I’m sitting here at the computer not doing what I’m supposed to be doing, but then… exactly what am I supposed to be doing? Packing. Yes, I should be packing. Books into tubs to take, kitchen glasses, plates, etc. Those are my tasks. I need to get to them. Yet, I blog, I surf, I go into the ol’ flickr account and organize photos. I’m avoiding the packing. Five weeks to go. Five weeks on Thursday. Not many weekends left until the big Uhaul leaves the town of Scappoose and heads east toward our new home in Urbana, IL.
I’m excited for the future… for the change, the adventure, the new life moments created with our grandson and the kids, the pups, and each other. I’m very excited about all of that. I’m excited about living in and decorating a new house, about planting new flowers, about riding our bikes and walking around a new town. I’m excited for the friends we will make and the times we will have.

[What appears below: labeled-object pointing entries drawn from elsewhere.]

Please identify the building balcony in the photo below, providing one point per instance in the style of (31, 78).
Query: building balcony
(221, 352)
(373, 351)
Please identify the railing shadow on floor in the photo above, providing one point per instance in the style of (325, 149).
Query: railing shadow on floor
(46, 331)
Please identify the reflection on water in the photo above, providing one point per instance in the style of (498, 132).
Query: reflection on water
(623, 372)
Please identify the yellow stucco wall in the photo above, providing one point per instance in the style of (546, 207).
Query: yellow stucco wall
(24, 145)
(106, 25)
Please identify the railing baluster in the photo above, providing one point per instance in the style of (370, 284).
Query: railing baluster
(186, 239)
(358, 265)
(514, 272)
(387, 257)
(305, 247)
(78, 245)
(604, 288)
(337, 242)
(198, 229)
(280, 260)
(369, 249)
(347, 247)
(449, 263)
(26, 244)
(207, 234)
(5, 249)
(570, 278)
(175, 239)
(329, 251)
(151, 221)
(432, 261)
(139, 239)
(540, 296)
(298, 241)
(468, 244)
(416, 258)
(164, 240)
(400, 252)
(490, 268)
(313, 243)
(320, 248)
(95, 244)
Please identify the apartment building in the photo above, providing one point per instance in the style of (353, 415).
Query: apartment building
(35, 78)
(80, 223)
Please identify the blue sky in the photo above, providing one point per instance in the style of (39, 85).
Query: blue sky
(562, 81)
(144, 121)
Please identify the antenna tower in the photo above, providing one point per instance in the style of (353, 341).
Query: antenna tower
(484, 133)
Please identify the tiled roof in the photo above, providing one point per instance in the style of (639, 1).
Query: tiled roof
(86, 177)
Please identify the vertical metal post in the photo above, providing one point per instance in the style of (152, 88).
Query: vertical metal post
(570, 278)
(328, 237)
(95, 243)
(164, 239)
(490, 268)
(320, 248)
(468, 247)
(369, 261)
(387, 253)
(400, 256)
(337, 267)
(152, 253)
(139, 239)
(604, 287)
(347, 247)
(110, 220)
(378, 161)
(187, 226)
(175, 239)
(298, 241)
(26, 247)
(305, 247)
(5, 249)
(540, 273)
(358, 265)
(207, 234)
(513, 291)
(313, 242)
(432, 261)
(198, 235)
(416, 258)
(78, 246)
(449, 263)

It’s just that I don’t want to pack… not right now. Not right now I don’t. It’s raining outside and dreary on this not so sunny Oregon summer day. The dogs are asleep on their beds here in the office. My honey is working away… hard and with purpose. In command of her job and what she does so well. I’m listening to her type and talk on the phone and be in charge. It’s impressive. Weston snores occasionally and the little girlie changes positions every now and then. They look up at us hopefully every so often thinking maybe if I look at you and then at my ball and then at you again I will get you to play with me. Will you? I say to them… later babies. I promise. And we will.